The effect of different particle size reduction techniques on the biomass microstructure and the influence on the pectin extraction yield and structure

Particle size is known to be an influential parameter during pectin extraction, and a decreased particle size was already linked to an increased extraction efficiency. Particle size reduction can be achieved through different fracture mechanisms and this study investigated the effect of different particle size reduction techniques on the pectin extraction yield and structural characteristics. Three biomasses with an increasingly complex composition, being carrot pomace, broccoli stems and pumpkin pomace, were included in this study. For all three biomasses, high shear mixing, high pressure homogenization (HPH) and ball milling (BM) resulted in a significant decrease of the median particle diameter. After HPH and BM, samples with a comparable particle size distribution, but different microstructure, were obtained. After acid pectin extraction performed on these samples, a comparable and significantly higher extraction yield, compared to the non-treated sample, was obtained, indicating that particle size reduction resulted in an increased extraction efficiency. Yet, the fracture mechanism did not have a substantial influence.
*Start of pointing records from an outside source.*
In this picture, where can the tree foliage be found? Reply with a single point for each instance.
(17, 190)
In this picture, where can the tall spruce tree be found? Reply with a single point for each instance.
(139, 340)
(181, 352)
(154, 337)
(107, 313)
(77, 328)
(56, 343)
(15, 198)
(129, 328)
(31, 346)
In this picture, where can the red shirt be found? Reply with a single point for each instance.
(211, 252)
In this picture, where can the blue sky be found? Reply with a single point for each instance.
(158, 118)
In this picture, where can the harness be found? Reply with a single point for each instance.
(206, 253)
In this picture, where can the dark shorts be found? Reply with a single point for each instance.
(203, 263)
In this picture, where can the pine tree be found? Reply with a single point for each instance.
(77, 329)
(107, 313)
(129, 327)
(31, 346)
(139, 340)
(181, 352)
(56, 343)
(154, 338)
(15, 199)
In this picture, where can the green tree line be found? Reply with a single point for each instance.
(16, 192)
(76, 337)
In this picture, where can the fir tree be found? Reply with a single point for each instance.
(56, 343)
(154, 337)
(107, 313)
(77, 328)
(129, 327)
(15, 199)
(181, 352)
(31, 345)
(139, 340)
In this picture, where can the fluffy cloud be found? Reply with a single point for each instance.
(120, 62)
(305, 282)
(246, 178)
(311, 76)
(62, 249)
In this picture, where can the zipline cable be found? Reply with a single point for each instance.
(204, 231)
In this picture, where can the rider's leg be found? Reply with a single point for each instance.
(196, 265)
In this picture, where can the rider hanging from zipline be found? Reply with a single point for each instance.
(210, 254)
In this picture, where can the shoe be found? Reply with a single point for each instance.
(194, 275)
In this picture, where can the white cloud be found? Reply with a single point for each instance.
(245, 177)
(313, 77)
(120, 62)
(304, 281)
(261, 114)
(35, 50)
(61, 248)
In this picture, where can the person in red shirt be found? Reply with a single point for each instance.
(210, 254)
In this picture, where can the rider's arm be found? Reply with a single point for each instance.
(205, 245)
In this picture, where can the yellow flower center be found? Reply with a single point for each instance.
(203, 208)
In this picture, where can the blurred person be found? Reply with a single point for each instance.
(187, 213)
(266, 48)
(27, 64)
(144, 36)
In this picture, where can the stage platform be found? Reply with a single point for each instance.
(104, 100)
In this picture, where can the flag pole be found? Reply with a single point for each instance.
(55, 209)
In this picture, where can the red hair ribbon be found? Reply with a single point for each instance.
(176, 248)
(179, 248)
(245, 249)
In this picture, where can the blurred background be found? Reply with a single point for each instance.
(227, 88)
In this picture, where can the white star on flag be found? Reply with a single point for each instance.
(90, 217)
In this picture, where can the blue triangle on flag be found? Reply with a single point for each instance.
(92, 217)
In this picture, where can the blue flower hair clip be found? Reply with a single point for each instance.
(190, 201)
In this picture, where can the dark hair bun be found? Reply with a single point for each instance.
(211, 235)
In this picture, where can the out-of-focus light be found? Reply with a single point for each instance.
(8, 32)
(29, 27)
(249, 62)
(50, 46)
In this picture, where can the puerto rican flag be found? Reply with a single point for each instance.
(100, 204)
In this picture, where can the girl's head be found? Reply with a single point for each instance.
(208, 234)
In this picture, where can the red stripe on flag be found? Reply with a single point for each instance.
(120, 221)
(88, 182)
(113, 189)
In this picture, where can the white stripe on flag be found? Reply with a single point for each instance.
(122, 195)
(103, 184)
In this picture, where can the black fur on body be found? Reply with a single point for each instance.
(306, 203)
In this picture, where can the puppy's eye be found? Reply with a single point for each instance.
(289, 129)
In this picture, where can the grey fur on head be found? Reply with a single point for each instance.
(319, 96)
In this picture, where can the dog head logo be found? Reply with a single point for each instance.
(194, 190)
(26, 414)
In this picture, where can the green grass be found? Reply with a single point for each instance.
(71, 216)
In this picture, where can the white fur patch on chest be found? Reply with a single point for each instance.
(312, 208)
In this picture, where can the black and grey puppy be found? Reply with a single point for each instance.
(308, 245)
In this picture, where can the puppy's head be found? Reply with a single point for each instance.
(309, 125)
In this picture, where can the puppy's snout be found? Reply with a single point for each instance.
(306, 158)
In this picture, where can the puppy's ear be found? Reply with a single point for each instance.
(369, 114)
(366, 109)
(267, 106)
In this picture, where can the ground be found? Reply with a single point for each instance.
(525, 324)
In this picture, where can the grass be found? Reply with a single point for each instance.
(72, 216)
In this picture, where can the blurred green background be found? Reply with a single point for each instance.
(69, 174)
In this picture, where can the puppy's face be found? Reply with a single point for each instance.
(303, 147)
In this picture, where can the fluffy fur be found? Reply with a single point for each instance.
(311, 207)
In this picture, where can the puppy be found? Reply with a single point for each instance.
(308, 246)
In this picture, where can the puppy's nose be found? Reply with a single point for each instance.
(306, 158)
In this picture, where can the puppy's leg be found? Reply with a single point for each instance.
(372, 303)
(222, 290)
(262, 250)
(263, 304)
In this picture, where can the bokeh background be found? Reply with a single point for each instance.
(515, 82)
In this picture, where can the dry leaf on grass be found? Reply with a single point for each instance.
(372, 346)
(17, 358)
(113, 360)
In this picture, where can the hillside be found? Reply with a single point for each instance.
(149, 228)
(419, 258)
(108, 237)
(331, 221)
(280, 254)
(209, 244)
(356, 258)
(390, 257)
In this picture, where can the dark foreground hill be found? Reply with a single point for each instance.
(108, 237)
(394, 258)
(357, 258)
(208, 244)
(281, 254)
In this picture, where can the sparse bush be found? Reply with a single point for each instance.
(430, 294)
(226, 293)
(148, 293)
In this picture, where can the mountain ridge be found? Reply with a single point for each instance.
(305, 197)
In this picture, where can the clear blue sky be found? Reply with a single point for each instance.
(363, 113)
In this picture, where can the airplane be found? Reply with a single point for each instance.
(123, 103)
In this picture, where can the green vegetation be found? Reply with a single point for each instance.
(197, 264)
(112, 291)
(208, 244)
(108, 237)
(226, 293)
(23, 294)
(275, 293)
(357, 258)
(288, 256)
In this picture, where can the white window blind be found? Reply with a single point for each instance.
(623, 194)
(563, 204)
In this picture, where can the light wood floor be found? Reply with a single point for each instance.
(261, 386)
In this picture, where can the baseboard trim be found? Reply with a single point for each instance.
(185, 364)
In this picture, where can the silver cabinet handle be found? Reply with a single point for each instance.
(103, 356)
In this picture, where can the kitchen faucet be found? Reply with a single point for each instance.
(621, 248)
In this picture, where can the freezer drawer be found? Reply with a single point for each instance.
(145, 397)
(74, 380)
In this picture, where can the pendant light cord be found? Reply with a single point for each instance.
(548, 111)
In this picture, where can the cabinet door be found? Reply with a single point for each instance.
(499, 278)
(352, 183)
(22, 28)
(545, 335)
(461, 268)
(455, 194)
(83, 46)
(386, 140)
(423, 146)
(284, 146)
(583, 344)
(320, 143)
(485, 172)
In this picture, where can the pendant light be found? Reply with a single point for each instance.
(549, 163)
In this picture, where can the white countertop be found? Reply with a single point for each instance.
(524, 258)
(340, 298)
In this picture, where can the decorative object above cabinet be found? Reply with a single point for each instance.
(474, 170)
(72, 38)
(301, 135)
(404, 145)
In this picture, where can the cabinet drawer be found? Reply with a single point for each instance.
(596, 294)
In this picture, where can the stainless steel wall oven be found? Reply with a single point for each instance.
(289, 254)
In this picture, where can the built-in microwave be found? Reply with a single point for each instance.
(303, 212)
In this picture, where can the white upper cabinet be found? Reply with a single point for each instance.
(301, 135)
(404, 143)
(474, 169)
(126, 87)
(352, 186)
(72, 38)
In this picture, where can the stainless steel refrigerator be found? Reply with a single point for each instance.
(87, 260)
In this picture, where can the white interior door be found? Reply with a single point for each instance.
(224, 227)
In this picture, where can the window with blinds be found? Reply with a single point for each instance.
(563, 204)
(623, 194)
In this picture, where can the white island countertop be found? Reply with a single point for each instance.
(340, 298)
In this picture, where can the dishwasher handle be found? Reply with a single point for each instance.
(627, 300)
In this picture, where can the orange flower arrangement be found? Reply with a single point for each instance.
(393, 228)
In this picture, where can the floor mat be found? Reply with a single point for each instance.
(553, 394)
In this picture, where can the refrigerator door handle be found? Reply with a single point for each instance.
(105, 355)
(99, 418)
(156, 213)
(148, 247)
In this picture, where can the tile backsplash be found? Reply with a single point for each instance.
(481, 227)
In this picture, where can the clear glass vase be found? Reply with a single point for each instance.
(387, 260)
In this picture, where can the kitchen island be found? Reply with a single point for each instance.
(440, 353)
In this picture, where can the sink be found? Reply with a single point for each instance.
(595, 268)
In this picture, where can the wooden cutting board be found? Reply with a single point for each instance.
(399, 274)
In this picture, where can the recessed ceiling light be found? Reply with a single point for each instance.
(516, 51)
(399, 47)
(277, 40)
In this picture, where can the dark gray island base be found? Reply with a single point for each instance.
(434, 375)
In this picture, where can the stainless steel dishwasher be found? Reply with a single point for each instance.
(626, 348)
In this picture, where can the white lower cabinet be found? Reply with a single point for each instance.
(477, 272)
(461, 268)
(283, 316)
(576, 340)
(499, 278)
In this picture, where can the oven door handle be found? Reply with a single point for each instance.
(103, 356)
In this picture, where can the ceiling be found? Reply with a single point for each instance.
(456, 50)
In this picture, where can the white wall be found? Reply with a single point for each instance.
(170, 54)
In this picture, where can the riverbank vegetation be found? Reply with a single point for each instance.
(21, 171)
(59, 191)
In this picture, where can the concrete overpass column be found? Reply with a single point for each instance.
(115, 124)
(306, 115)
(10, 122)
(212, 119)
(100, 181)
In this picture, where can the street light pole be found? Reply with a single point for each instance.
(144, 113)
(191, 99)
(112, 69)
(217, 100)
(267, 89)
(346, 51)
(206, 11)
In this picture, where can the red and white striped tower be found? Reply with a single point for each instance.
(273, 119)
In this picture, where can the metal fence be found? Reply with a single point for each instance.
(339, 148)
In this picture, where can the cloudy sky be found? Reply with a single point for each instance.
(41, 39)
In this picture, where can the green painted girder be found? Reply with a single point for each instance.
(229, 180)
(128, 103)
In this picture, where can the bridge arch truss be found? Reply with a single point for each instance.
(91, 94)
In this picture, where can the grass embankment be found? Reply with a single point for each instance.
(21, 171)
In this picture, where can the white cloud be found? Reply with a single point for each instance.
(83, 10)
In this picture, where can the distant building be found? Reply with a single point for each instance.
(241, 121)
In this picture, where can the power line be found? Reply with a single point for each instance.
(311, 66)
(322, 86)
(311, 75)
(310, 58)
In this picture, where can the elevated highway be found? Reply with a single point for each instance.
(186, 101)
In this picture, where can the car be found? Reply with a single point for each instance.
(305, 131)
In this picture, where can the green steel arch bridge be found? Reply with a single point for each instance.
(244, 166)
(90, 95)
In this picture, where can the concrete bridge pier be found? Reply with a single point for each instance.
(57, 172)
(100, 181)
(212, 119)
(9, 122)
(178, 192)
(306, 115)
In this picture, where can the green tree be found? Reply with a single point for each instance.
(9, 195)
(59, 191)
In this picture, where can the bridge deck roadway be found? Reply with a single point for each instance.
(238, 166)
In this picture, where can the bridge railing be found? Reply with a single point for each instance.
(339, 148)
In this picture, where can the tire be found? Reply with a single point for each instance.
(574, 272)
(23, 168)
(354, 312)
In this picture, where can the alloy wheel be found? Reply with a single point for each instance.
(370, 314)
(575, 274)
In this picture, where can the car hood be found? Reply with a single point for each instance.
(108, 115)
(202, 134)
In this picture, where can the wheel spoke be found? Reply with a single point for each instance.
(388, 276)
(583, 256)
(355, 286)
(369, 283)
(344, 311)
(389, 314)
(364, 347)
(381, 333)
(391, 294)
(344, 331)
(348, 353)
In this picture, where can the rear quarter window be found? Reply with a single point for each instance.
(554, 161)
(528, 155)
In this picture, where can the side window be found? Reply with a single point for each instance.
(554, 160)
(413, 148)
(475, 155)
Overall, the different particle size reduction techniques had no clear impact on the structural characteristics of the extracted pectin, and the main difference between the different biomasses was the extent of protein and starch co-extraction during the pectin extraction process. [Display omitted] •Both HPH and ball milling result in complete disruption of intact cell clusters.•Particle size reduction results in an increase of the pectin extraction yield.•Different fracture mechanisms have no clear influence on the pectin extraction yield.•Different particle size reduction techniques result in comparable pectin structures.•Biomasses with different compositions give rise to different extents of co-extraction.